Brandveiligheid en asbest
Ten overvloede overweegt de rechtbank ten aanzien van het door eisers ingenomen standpunt ten aanzien van de melding brandveilig gebruik het volgende. Uit het dossier kan worden afgeleid dat de eigenaar van het pand op 15 september 2018 een melding brandveilig gebruik heeft ingediend en dat de Veiligheidsregio Zeeland op 11 oktober 2018 heeft geconstateerd dat de vereiste brandveiligheidsvoorzieningen waren getroffen. Op deze datum is derhalve aan de voorschriften voldaan. Of op 1 mei 2018 sprake was van een meldingsplichtige situatie en of de eigenaar zich op die datum wellicht schuldig heeft gemaakt aan een economisch delict, is irrelevant voor de in deze uitspraak beoordeelde vraag of de arbeidsmigranten in strijd met het bestemmingsplan in de woning aan de [adres] te [woonplaats] verblijven. Ook het feit dat zich mogelijk asbest in, op, dan wel aan de woning bevindt, is evenmin van belang in het kader van de vraag of de arbeidsmigranten legaal in de woning verblijven. Deze punten brengen de rechtbank dan ook niet tot een andere conclusie.
8.
Conclusie
Het beroep tegen het bestreden besluit van 5 maart 2019 zal ongegrond worden verklaard.
Voor een proceskostenveroordeling bestaat geen aanleiding.
Uit artikel 8:74, tweede lid, van de Awb vloeit voort dat, ook indien geen sprake is van gegrondverklaring van het beroep, de uitspraak kan inhouden dat het betaalde griffierecht door het college aan eisers wordt vergoed.

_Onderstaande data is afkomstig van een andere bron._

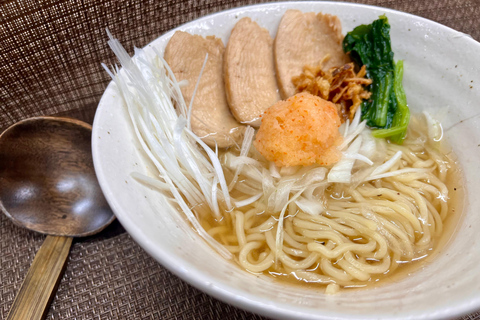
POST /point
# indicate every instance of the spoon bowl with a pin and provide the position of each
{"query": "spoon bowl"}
(48, 185)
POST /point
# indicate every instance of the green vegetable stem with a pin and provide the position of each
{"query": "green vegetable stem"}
(386, 111)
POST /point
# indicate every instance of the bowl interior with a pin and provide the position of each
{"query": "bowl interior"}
(442, 76)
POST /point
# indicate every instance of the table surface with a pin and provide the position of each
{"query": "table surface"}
(50, 54)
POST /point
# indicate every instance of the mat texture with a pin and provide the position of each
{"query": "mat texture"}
(50, 54)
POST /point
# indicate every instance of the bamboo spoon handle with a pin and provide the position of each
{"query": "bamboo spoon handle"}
(42, 279)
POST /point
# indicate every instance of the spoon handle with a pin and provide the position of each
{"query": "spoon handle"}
(42, 279)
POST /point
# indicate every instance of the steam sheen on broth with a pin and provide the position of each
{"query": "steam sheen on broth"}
(381, 207)
(368, 229)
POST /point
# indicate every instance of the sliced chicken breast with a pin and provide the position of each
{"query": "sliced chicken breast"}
(306, 39)
(211, 118)
(250, 82)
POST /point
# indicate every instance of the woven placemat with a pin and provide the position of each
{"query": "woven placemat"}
(50, 54)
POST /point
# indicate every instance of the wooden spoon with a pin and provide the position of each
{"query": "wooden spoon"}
(48, 185)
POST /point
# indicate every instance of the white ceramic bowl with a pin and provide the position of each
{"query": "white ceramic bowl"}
(442, 70)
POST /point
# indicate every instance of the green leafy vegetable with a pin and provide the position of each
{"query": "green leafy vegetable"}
(387, 109)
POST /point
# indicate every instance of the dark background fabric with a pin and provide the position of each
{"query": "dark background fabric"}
(50, 55)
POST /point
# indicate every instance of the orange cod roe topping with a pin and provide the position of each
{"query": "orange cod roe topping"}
(301, 130)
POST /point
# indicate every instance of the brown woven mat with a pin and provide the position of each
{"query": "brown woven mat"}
(50, 54)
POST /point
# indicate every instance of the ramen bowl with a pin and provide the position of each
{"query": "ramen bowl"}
(442, 76)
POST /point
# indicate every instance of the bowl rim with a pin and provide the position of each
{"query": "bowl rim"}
(222, 291)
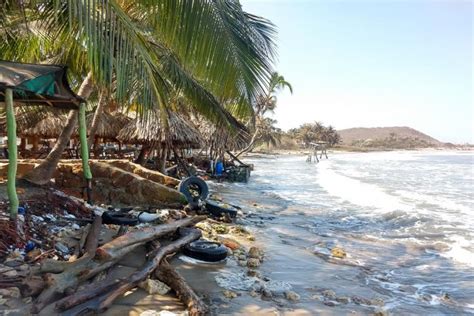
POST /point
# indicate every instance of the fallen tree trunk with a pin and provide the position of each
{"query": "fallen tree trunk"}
(168, 275)
(143, 235)
(86, 267)
(101, 303)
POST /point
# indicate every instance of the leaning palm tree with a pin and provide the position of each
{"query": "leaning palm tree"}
(264, 103)
(144, 51)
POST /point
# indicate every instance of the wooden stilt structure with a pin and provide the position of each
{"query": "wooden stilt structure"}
(322, 147)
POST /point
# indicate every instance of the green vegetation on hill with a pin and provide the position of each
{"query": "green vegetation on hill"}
(387, 138)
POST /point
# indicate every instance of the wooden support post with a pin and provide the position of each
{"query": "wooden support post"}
(12, 154)
(85, 151)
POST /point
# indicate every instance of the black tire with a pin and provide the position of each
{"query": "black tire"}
(194, 189)
(218, 211)
(118, 219)
(206, 251)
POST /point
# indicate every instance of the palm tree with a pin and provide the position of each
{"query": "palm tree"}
(145, 51)
(264, 103)
(269, 134)
(268, 101)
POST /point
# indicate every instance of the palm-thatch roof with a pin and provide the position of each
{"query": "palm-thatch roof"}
(110, 124)
(46, 124)
(49, 127)
(180, 133)
(221, 138)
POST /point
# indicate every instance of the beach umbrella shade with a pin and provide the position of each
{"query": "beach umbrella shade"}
(32, 84)
(150, 131)
(110, 124)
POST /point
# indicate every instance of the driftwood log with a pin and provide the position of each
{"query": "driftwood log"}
(90, 303)
(166, 274)
(68, 275)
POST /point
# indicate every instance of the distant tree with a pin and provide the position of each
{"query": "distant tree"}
(269, 134)
(266, 103)
(314, 132)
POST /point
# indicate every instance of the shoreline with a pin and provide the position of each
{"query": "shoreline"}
(283, 152)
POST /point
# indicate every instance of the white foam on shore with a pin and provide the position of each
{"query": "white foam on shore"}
(459, 251)
(358, 192)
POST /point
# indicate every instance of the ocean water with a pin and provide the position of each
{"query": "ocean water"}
(405, 220)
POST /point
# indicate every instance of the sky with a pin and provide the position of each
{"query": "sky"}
(373, 63)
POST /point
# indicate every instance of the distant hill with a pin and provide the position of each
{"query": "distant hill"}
(387, 137)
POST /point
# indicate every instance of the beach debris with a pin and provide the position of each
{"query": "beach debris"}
(12, 292)
(230, 243)
(229, 294)
(220, 229)
(361, 300)
(235, 281)
(343, 299)
(330, 294)
(277, 287)
(338, 252)
(154, 287)
(255, 253)
(103, 294)
(61, 247)
(253, 263)
(292, 296)
(175, 281)
(253, 273)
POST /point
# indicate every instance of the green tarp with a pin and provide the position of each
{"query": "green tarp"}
(37, 85)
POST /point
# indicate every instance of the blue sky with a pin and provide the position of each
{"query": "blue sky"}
(375, 63)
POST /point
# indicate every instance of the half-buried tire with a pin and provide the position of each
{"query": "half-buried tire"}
(205, 251)
(118, 219)
(194, 189)
(217, 210)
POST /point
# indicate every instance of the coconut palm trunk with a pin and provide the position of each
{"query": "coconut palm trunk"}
(95, 120)
(44, 171)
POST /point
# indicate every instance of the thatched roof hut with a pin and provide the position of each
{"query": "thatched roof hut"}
(150, 131)
(219, 138)
(34, 123)
(110, 124)
(49, 127)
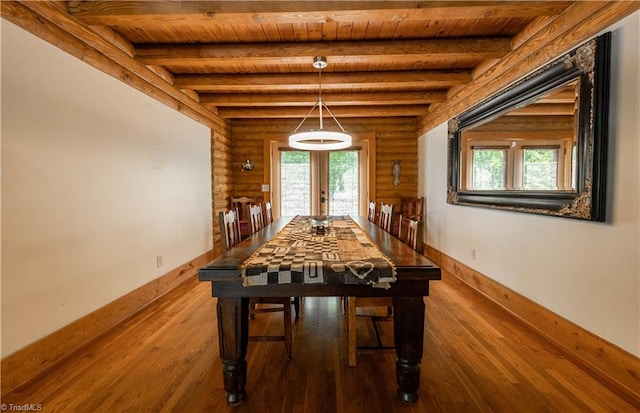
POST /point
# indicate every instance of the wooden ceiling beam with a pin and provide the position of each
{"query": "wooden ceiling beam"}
(581, 21)
(300, 82)
(306, 99)
(49, 22)
(142, 13)
(372, 52)
(340, 112)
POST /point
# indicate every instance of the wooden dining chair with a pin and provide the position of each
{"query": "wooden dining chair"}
(230, 237)
(386, 216)
(229, 229)
(268, 213)
(372, 211)
(410, 232)
(256, 219)
(241, 204)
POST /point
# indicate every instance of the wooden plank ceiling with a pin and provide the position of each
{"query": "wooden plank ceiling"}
(226, 60)
(253, 59)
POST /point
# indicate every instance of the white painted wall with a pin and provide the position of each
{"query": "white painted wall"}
(586, 272)
(97, 179)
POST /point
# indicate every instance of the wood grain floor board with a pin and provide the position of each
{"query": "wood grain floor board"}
(478, 358)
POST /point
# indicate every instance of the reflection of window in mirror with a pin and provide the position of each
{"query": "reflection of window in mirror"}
(507, 164)
(529, 148)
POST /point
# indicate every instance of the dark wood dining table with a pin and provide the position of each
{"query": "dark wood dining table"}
(414, 272)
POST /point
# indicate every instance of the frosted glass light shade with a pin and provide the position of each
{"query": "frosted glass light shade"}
(320, 140)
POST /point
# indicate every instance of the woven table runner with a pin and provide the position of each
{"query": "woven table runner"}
(345, 254)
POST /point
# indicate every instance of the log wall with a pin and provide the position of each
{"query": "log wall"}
(394, 139)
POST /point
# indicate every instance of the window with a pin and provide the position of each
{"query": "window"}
(501, 164)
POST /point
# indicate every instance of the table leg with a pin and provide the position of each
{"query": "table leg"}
(233, 333)
(408, 326)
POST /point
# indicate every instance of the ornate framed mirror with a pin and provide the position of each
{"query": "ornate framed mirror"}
(540, 145)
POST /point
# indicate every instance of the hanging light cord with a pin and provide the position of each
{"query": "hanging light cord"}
(320, 104)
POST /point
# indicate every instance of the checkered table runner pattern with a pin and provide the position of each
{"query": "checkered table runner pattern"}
(297, 255)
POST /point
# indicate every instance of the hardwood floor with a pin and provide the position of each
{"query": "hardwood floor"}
(478, 358)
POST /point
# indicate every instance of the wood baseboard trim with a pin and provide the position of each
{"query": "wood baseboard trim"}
(37, 358)
(613, 366)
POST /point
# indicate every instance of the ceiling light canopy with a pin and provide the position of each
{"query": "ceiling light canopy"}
(320, 139)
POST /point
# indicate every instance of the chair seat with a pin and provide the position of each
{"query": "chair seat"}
(284, 306)
(352, 304)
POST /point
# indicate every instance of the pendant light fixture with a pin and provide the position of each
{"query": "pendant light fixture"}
(320, 139)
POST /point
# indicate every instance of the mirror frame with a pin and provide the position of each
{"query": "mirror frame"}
(590, 64)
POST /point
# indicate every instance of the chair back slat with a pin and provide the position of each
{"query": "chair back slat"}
(268, 213)
(412, 208)
(372, 211)
(410, 232)
(229, 229)
(386, 216)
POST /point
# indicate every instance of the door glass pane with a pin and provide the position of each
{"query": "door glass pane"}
(344, 190)
(295, 183)
(489, 169)
(540, 169)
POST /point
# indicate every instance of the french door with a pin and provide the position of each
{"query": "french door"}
(319, 183)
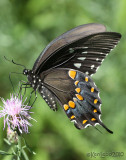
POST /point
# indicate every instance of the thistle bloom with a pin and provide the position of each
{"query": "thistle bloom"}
(16, 114)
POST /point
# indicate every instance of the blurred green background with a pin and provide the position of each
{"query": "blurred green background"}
(26, 27)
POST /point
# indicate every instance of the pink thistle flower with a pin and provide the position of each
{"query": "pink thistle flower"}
(16, 114)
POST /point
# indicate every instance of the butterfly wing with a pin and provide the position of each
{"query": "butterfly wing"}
(77, 94)
(65, 39)
(79, 50)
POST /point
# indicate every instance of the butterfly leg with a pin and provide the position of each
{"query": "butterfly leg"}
(34, 99)
(24, 85)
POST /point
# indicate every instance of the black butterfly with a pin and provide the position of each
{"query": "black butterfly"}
(63, 72)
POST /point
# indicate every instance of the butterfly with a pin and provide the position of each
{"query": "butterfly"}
(62, 72)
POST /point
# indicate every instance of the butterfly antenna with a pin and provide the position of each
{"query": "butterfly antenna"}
(98, 130)
(15, 62)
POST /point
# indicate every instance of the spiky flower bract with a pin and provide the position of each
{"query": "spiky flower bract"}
(16, 114)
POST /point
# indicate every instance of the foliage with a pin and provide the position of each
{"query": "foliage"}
(26, 27)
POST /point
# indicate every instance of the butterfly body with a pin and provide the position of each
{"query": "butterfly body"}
(62, 72)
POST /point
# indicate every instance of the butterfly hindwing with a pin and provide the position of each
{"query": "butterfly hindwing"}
(78, 95)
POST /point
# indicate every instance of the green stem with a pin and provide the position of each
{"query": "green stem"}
(19, 147)
(24, 154)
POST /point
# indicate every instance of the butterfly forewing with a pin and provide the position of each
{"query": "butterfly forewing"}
(64, 40)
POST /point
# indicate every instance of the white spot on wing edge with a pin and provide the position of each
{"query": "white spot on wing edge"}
(85, 52)
(81, 58)
(78, 65)
(92, 66)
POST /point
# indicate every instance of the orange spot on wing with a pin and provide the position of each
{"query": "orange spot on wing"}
(72, 117)
(77, 90)
(84, 121)
(93, 119)
(79, 97)
(71, 104)
(72, 74)
(66, 107)
(76, 82)
(95, 110)
(95, 101)
(92, 89)
(86, 79)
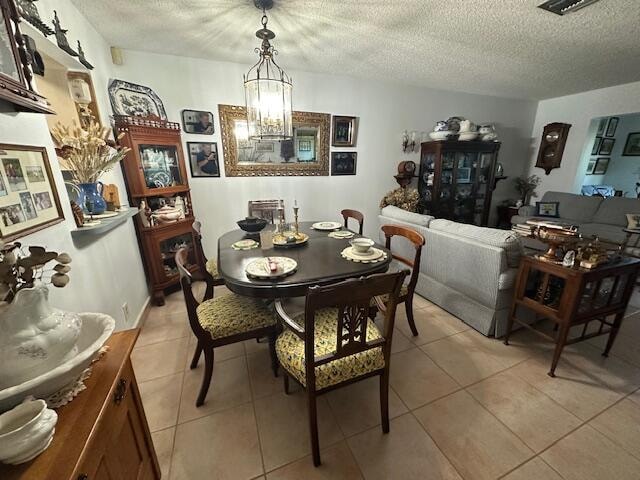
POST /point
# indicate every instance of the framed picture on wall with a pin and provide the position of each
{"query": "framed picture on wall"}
(632, 147)
(611, 127)
(601, 166)
(197, 121)
(343, 163)
(203, 159)
(606, 146)
(28, 197)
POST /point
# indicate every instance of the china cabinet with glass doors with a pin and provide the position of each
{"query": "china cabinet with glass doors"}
(457, 179)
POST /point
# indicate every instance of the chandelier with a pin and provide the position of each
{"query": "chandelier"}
(267, 89)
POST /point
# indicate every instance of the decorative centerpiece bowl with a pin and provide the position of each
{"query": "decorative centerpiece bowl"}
(252, 224)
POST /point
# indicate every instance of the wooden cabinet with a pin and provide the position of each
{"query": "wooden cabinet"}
(457, 179)
(103, 432)
(156, 174)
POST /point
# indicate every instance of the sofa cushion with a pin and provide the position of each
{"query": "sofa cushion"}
(612, 210)
(505, 239)
(577, 207)
(406, 216)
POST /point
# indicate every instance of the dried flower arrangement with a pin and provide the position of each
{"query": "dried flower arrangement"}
(404, 198)
(20, 270)
(87, 152)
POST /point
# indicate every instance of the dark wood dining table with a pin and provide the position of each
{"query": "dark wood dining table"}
(319, 263)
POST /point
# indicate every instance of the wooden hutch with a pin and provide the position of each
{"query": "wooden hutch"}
(457, 179)
(155, 174)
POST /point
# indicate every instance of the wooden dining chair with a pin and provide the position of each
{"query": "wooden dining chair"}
(347, 214)
(407, 291)
(223, 320)
(336, 344)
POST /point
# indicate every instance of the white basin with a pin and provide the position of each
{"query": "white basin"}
(95, 330)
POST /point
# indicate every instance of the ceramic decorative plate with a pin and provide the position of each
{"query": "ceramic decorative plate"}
(136, 100)
(373, 256)
(259, 267)
(326, 226)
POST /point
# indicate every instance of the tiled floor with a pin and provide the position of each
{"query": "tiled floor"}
(462, 406)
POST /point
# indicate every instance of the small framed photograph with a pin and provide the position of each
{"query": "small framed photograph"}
(611, 127)
(344, 131)
(601, 166)
(632, 147)
(343, 163)
(606, 146)
(198, 122)
(28, 197)
(203, 159)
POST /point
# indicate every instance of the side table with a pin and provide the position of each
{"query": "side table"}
(574, 296)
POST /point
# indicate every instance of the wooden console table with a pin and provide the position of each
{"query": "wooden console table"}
(103, 432)
(574, 296)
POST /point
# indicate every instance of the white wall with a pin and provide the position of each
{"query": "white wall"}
(106, 273)
(385, 110)
(578, 110)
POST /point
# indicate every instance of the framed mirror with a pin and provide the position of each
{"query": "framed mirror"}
(307, 153)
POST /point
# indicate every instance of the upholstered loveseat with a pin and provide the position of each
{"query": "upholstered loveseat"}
(467, 270)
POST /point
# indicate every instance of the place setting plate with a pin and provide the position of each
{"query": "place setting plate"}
(260, 267)
(326, 226)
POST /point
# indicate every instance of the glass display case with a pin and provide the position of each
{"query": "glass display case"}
(457, 179)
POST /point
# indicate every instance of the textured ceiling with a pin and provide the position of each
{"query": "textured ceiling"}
(498, 47)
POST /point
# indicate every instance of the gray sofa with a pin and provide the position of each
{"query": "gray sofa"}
(604, 217)
(467, 270)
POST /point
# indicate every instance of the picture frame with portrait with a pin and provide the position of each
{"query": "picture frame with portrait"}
(203, 159)
(197, 122)
(28, 197)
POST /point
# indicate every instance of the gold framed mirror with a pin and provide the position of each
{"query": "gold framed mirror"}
(307, 153)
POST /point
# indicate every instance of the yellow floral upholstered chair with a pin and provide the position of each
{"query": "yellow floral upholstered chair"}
(334, 343)
(223, 320)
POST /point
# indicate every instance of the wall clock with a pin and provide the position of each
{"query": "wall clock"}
(554, 138)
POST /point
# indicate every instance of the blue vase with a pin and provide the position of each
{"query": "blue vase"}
(90, 198)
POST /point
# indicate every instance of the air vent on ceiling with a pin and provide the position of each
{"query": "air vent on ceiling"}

De rechtbank ziet aanleiding van die bevoegdheid gebruik te maken, nu vaststaat dat het college onderschrijft dat de beslissing op bezwaar niet tijdig was genomen en dat eisers zich genoodzaakt voelden daartegen beroep in te stellen.

Beslissing

De rechtbank:
- verklaart het beroep niet-ontvankelijk voor zover het betrekking heeft op het niet tijdig beslissen op het bezwaarschrift, alsmede op het verzoek tot het vaststellen en aan het college opleggen van een dwangsom;
- verklaart het beroep voor zover het gericht is tegen het besluit van 5 maart 2019 ongegrond;
- draagt het college op het betaalde griffierecht van € 170,- aan eisers te vergoeden.
Deze uitspraak is gedaan door mr. M.Z.B. Sterk, rechter, in aanwezigheid van mr. N. Graumans, griffier. De beslissing is in het openbaar uitgesproken op 18 april 2019.
griffier rechter
Afschrift verzonden aan partijen op:

Rechtsmiddel

Tegen deze uitspraak kan binnen zes weken na de dag van verzending daarvan hoger beroep worden ingesteld bij de Afdeling bestuursrechtspraak van de Raad van State.